Contact: Rep. Sondy Pope
MADISON, Wis. – Recently, Republican leadership and the co-chairs of the Blue Ribbon Commission on School Funding (BRCSF) declared they will not support Governor Evers’ plan to increase special education funding. Throughout both the Governor’s budget listening sessions and the public hearings for the BRCSF, education advocates and the public made it clear that special education funding is a priority that would put desperately needed resources directly into schools to adequately serve kids with special needs.
“It’s extremely disappointing to see the lack of commitment from the GOP to work together with the governor on what should be a non-partisan issue. After eight years of stagnation, our schools desperately need this boost in funding for students with special challenges,” Rep. Pope said. “While I remain optimistic for schools in Wisconsin, I’m not surprised that Republicans are continuing their stubborn notion of bi-partisanship which means – ‘only on their terms.’”

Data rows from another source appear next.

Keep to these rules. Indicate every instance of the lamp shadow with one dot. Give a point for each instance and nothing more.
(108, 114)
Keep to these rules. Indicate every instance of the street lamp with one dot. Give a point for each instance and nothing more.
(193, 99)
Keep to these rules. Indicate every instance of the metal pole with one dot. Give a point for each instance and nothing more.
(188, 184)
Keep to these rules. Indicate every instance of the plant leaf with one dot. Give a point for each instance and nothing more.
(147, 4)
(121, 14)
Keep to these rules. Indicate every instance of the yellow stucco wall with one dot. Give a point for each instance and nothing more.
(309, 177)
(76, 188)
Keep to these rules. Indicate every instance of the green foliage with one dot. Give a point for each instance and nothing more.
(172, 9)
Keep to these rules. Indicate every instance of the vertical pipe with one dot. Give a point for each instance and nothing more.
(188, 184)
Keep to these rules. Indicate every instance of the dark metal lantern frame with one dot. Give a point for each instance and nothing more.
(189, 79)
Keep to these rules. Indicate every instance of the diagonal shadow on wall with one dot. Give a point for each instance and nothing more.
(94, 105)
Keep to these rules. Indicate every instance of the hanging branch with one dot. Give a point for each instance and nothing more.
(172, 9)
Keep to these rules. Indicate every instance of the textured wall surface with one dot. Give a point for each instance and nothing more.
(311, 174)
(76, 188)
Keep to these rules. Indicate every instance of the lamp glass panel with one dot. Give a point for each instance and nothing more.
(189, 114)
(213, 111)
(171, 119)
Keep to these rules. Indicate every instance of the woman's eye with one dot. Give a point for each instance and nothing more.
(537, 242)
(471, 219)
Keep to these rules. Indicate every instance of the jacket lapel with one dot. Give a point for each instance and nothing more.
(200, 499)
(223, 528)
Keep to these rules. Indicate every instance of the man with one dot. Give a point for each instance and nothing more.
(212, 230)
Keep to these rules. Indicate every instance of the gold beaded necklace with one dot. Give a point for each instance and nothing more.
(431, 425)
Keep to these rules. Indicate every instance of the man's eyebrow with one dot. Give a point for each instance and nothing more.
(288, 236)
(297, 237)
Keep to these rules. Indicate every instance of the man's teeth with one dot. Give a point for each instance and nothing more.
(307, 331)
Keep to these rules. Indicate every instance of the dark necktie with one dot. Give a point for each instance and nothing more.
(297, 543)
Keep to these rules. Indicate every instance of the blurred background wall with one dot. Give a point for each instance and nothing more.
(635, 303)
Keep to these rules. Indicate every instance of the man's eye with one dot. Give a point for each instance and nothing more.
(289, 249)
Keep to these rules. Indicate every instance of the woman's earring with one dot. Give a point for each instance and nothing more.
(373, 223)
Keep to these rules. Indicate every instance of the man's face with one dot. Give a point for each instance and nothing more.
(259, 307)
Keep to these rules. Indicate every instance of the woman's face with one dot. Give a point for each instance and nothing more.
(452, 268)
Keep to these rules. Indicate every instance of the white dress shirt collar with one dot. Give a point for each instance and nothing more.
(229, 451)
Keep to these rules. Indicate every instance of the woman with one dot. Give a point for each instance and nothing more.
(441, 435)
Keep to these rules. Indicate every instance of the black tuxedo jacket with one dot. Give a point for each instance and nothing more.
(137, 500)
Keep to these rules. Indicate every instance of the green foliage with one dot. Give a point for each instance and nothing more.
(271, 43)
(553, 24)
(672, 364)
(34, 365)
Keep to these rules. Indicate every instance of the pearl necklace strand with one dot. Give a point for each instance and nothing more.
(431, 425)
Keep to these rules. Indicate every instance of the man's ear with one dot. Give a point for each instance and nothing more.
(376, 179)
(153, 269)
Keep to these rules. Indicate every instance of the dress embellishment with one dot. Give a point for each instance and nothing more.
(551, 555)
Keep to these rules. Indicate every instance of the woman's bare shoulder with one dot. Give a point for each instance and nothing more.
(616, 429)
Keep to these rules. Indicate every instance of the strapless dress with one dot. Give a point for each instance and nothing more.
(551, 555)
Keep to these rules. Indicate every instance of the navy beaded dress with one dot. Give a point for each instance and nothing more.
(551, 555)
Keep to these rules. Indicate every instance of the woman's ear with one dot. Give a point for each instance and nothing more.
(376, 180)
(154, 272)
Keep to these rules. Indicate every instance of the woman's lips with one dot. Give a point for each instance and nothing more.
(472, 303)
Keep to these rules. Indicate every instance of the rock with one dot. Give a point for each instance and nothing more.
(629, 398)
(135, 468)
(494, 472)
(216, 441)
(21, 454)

This funding has been held flat for over a decade at a reimbursement rate of about 25%, while students attending private schools under the Special Needs Voucher Program are covered at a rate of 90%. Governor Evers’ budget increases the public school reimbursement rate to 30% in the first year of the biennium and to 60% in the second year. Increasing this reimbursement rate would not only directly help special needs students but would also free up district resources previously committed to special education costs. According to the Marquette Law poll, 55% of Wisconsinites believe that increased funding is needed for K-12 education.
“Governor Evers crafted this budget in response to what he heard directly from the people of Wisconsin. They made it clear that we must reinvest in our children’s futures and this investment can no longer wait. My democratic colleagues and I are committed to supporting the governor’s budget as it seeks to fill the funding gaps that have been created over the past eight years. Our kids deserve nothing less.”